What is more impressive, ending with a career ERA under 3.00 or going through one’s career with such precision as to hit the specific ERA of 4.72. Every pitch that Davenport threw was to reach the statistical achievements of Sosa. The execution required to manipulate the results of every at-bat and pitch is unimaginable. Think of the difficulty baseball statisticians have in determining the effects of a certain era! Now imagine Davenport, putting these endless contextualizations into his play in real time. Davenport is a marvel and the most unique player in the history of baseball.

I remember his notebooks, his endless notes on the life of Jorge Sosa. He had long Youtube playlists of interview of Sosa, endless tabulations of the complicated equations to calculate how he could emulate Sosa’s fWAR and bWAR. He only spoke in platitudes from Sosa’s postgame quotes and interviews. Outside of baseball, Davenport was a normal human being, but within baseball, Davenport was Sosa. Like most of his friends, I was aware of Davenport’s quixotic quest, but I kept it secret from the public. But with the world so quickly forgetting Davenport’s abilities, I must bring this to light.

Davenport was not perfect. He obsessed endlessly about the year he missed Sosa’s HR/FB rate by 0.1 percent. He wondered how his legacy would have been received had he managed to make one extra relief appearance during his year with the Mets, even though he managed to hit all of Sosa’s major peripheral numbers from that year anyway. Yet Davenport’s imperfections make the sum of his work even more impressive.

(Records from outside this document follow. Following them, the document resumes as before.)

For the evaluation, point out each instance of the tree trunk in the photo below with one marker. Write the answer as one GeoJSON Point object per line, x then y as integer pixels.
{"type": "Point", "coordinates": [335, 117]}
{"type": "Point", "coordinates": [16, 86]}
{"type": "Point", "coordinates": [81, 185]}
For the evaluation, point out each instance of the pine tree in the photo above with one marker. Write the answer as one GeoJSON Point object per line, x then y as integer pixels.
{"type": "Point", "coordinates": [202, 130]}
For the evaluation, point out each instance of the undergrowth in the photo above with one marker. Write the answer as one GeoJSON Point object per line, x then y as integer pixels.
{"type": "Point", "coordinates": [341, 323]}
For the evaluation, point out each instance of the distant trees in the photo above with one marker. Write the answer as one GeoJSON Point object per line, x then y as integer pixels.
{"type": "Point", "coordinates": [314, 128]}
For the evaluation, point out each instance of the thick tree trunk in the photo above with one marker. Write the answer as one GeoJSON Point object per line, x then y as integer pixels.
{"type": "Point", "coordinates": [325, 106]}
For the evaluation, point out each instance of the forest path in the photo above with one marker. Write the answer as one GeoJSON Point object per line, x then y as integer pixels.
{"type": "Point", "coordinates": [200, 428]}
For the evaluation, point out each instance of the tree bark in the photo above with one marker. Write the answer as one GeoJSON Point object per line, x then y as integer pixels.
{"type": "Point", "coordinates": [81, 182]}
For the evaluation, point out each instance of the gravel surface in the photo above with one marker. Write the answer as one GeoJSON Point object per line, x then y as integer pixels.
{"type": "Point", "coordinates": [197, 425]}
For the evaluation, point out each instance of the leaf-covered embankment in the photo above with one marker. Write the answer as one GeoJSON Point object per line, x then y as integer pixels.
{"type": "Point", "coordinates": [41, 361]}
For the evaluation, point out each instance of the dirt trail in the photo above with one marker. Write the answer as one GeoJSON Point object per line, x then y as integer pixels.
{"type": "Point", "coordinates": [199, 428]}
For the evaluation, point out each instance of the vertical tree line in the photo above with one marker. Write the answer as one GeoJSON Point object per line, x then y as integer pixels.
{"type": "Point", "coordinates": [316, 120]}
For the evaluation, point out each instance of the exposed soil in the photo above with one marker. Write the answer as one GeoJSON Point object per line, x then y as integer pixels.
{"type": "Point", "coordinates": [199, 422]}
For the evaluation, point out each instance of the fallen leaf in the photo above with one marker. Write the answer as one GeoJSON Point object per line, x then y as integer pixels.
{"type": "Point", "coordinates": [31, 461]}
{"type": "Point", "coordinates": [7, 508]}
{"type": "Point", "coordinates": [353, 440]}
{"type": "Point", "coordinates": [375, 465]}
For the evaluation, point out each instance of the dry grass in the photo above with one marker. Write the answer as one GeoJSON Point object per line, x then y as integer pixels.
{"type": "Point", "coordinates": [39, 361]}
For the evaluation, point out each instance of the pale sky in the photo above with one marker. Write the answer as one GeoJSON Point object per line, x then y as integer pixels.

Of course, the problems of Davenport’s endeavor are unending. Schedules are different, weather changes, the wind in the ballpark shifts in the hour. Yet Davenport achieved his goal. His per season walk rates, batting average against, stolen bases and FIP were exactly the same as Sosa’s numbers. And now, with his scripted time in the MLB at an end, Davenport heads to Japan to fulfill his destiny.